Harold Schechter in his book The Mad Sculptor: The Maniac, the Model, and the Murder
that Shook the Nation talks about an endorsement given by Lou Hoover to an early bust Irwin crafted of Herbert Hoover. A look at Lou’s correspondence reveals that the endorsement came after a solicitation by Samuel Wardlaw, special investigator for the Los Angeles public library. Wardlaw presented his request in a letter dated July 31, 1929:
“I am enclosing a photograph of a bust of the President made by Robert Irwin a nineteen year old youth.

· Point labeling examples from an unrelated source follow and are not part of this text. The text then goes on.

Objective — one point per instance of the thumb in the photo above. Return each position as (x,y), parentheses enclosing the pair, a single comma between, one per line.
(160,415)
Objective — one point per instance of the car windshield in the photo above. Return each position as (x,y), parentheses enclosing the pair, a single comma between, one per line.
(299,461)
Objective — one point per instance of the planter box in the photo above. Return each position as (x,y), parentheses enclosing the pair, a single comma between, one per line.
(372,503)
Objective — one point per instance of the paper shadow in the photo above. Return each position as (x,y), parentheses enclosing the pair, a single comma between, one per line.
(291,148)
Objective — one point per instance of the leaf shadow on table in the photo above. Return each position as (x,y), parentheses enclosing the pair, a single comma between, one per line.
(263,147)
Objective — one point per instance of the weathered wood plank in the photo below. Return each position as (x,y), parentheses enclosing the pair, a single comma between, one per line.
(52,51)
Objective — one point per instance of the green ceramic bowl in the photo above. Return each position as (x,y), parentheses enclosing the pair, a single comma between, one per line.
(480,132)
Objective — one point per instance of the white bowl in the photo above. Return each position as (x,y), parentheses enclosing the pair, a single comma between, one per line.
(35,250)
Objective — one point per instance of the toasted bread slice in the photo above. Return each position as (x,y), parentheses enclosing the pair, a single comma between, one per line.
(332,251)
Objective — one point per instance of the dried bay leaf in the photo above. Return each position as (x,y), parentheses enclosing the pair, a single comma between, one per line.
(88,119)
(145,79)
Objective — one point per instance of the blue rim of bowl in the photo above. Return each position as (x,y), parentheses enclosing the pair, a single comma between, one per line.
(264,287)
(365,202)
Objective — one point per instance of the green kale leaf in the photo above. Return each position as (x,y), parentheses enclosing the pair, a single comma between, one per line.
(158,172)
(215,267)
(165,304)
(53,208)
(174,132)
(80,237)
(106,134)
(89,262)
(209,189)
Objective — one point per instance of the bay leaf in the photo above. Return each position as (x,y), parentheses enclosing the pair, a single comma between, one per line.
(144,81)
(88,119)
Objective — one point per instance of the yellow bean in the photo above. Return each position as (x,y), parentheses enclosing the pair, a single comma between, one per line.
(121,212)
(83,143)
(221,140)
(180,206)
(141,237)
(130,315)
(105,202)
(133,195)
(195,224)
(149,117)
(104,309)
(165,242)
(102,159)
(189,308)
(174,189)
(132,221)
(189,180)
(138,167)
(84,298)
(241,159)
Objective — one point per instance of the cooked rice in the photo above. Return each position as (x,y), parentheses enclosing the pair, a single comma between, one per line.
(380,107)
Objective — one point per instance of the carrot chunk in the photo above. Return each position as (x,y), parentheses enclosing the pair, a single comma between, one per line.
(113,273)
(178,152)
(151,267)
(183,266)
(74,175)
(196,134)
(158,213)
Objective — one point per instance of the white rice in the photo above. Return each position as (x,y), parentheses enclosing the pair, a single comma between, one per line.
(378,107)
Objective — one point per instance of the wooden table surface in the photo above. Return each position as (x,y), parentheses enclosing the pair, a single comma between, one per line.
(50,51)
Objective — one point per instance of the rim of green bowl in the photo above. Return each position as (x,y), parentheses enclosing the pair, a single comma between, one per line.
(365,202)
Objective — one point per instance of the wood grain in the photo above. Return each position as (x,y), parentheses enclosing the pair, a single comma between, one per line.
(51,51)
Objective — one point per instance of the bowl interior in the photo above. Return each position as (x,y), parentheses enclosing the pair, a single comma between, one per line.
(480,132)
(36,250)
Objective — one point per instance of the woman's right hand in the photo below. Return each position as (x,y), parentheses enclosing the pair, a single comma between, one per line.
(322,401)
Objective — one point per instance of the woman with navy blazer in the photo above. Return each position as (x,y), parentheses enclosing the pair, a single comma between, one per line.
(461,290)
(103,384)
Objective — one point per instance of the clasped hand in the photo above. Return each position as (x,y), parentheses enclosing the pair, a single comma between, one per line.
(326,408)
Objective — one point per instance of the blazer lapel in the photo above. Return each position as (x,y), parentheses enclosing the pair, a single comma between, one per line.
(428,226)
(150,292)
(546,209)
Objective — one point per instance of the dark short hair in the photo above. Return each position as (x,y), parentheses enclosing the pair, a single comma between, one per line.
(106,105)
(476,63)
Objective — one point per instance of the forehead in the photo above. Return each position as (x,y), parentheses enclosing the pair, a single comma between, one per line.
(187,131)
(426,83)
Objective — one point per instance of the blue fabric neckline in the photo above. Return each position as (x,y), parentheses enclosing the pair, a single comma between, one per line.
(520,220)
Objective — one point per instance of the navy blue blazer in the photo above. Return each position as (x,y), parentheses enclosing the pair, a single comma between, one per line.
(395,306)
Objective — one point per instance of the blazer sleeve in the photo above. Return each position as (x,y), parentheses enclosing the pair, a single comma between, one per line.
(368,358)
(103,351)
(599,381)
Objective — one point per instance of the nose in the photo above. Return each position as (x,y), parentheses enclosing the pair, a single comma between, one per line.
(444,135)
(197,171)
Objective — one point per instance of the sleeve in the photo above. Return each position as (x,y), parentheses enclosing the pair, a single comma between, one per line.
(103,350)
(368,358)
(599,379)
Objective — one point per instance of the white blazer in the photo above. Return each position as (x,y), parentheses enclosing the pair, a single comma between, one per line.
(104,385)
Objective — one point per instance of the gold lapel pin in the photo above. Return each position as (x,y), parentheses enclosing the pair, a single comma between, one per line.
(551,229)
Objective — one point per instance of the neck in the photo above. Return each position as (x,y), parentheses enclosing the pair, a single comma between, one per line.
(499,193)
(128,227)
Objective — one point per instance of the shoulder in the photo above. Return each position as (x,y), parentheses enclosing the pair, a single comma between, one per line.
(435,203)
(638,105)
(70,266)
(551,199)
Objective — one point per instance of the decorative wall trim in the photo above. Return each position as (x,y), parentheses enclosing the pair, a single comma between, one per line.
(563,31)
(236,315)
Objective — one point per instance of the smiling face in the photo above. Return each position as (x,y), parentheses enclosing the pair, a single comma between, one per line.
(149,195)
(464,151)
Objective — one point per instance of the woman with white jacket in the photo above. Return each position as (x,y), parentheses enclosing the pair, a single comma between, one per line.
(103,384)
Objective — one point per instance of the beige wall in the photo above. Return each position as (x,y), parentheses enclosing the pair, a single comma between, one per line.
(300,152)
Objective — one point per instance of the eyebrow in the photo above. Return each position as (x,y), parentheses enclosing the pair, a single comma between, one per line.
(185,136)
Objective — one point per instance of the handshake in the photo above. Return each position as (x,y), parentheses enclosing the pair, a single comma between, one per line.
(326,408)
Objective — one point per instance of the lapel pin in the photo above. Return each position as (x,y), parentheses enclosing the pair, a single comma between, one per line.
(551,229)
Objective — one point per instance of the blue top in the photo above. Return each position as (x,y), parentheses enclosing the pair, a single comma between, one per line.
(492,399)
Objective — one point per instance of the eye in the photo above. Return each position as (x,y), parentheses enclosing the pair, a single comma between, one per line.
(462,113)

Robert, through unfortunate circumstances, spent some years in a state institution for boys and his talent was not discovered until after his release. Without any instruction whatever, he made the bust and the attention of Laredo Taft, the sculptor, was called to it. Mr. Taft now has the boy and is teaching him. A short note from you would greatly encourage this boy whom authorities feel has a great deal of talent.”
Wardlaw also included Robert Irwin’s letter to himself. Undoubtedly, Wardlaw counted on Lou being moved by the young man’s plight and by Irwin’s petition that “If she was to write me a letter it would sure boost my stock with Mr. Taft.”
Responding six days later, Lou wrote separate letters to both Wardlaw and to Irwin. To Wardlaw she penned:
“How generous of you to take such a personal interest in Robert Irwin about whom you write in your letter of July 31st. Indeed I shall be pleased to write him a note and because there is no address other than Chicago, I am enclosing it in the hope that you will forward it to him.
Trusting that you will be justified in your faith in Robert, I am…”
Irwin’s letter was also upbeat:
“Mr. Wardlaw has been kind enough to send to me a picture of the bust which you did of my husband, and I want to commend you for the high order of your work.
You are indeed fortunate to have been recognized by such a man as Mr. Taft and I hope that you will work long and hard and some day be a great sculptor.”
Perhaps Lou sensed she had made a serious mistake when she received Irwin’s response to her encouragement. Dated August 19, 1929 on “The Midway Studios of Chicago” letterhead, Irwin wrote:
“I have just received thru Mr. Wardlaw your kind letter of Aug. 6, and I want to thank you and to assure you that it will always be kept among my most treasured possessions. When I showed it to Mr. Taft he seemed very well pleased and he congratulated me warmly.
I made this bust in Los Angeles more than a year ago and I believe it has been destroyed. But I would like very much to make another bust of President Hoover and give it to you as a present if you would care to pay the cost of the bronze casting. Mr. Taft’s secretary told me this would amount to two hundred dollars. I would not ask you to pay for the casting but I haven’t the money myself. I can make it entirely from picture as I made the other one.
It would certainly be a wonderful thing for me if you should let me do this. I hope you give the matter some consideration.
I am sending you a few pictures of my work.
Hoping to hear from you.”
The selection of enclosed photographs included busts of Attila the Hun, Napoleon, Benito Mussolini, and Thomas A. Edison. This cast of characters would give anyone pause.
Irwin escaped the electric chair for a life sentence because of the skillful arguments made by his attorney, Samuel Leibowitz. Ironically, the actor Kirk Douglas befriended the “mad sculptor” while they attended St. Lawrence University in Canton, New York, and used Irwin as the model for his portrayal of Vincent van Gogh in the film Lust for Life.